Preventing + Treating Colorectal Cancer

Find the answers you need

February 26, 2019  

If you or a loved one want to prevent colorectal cancer, are going through treatment, or are trying to stay well after treatment, the following information can help you find what you're looking for.

What is colorectal cancer?

According to the American Cancer Society®, "Colorectal cancer is a cancer that starts in the colon or the rectum. These cancers can also be named colon cancer or rectal cancer, depending on where they start. Colon cancer and rectal cancer are often grouped together because they have many features in common."

Key statistics

  • Colorectal cancer is the third most common cancer diagnosed in both men and women in the United States.1
  • In the US in 2019, the estimated number of new cases of colon cancer is 101,420, and new cases of rectal cancer is 44,1802
  • The lifetime risk of developing colorectal cancer is about 1 in 22 (4.49%) for men and 1 in 24 (4.15%) for women


There is currently no surefire way to prevent colorectal cancer. However, there are things you can do that might help lower your risk.

Get screened

"Regular colorectal cancer screening is one of the most powerful weapons for preventing colorectal cancer" according to the American Cancer Society. With regular screening:

  • Most polyps can be detected and removed before they have a chance to turn into cancer
  • Colorectal cancer can be found early, when it's small and easier to treat

Colorectal cancer screening is recommended for people age 45 or older. 

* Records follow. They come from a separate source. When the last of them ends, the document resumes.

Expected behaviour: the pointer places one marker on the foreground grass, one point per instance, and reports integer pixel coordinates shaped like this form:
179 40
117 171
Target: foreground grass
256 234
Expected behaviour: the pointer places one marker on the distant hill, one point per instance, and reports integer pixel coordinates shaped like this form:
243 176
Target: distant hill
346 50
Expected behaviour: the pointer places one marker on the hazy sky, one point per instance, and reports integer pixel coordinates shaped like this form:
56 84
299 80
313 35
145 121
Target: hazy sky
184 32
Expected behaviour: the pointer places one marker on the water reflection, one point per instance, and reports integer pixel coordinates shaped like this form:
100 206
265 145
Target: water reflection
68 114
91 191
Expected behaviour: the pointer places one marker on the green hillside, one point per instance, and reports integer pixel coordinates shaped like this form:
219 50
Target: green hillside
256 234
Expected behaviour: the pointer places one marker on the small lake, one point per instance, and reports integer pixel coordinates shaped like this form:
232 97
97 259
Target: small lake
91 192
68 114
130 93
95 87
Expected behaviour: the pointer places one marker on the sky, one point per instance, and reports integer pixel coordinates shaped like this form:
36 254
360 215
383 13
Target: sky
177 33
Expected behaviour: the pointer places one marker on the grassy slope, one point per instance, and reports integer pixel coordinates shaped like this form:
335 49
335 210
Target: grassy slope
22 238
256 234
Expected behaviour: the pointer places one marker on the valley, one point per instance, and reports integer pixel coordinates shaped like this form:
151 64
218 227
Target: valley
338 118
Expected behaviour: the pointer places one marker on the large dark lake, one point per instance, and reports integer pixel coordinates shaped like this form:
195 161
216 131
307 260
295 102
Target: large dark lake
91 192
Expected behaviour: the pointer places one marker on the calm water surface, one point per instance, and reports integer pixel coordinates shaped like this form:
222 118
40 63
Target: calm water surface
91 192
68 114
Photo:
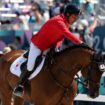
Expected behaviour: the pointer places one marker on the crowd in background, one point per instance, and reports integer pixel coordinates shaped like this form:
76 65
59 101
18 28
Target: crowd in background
31 18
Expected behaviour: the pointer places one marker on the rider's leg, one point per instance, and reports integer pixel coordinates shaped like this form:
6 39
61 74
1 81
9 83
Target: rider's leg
33 54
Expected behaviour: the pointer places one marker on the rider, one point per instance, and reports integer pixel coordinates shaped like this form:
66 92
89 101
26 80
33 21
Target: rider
54 30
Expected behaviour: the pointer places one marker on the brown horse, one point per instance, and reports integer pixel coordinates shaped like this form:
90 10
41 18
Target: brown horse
55 84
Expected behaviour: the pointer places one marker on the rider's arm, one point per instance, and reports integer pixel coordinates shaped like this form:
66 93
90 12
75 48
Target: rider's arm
68 34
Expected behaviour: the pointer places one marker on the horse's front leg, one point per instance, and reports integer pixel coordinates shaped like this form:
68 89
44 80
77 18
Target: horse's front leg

Regular colorectal cancer screening is one of the most powerful weapons for preventing colorectal cancer.

Maintain (or get down to) a healthy body weight

Getting down to or maintaining a healthy body weight and Body Mass Index (BMI) can reduce your risk factor for colorectal cancer - along with heart disease, stroke, and premature death. You can estimate your BMI with this online calculator.

Reduce your calorie intake and exercise (see below) to help reduce your BMI and shed some pounds.


The American Heart Association® recommends at least 150 minutes of moderate-intensity physical activity or 75 minutes of vigorous aerobic activity per week – or a combination of the two. Try to spread the activity throughout the week, and add in muscle-strengthening activity.

Dancing, brisk walking, indoor tennis, cycling, and swimming are all healthy choices to get your minutes in.

Enjoy a healthy diet

A healthy diet includes nutrient-rich foods that provide the protein, minerals, and vitamins your body needs to function at its best. Try to include fruits and vegetables into every meal and snack you have each day. Whole grains, low-fat dairy products, skinless poultry and fish, nuts and legumes, and non-tropical vegetable oils are all additional, essential pieces of the healthy diet puzzle. And of course, don't forget to drink plenty of water daily to stay hydrated.

Stop (or do not start) smoking

Smoking cigarettes is associated with higher risk of death from coronary heart disease, since it increases the effects of high blood pressure and high cholesterol (both of which increase the risk of heart disease).

Bottom line: Don't start smoking if you never have, and find a way to quit smoking if you already do.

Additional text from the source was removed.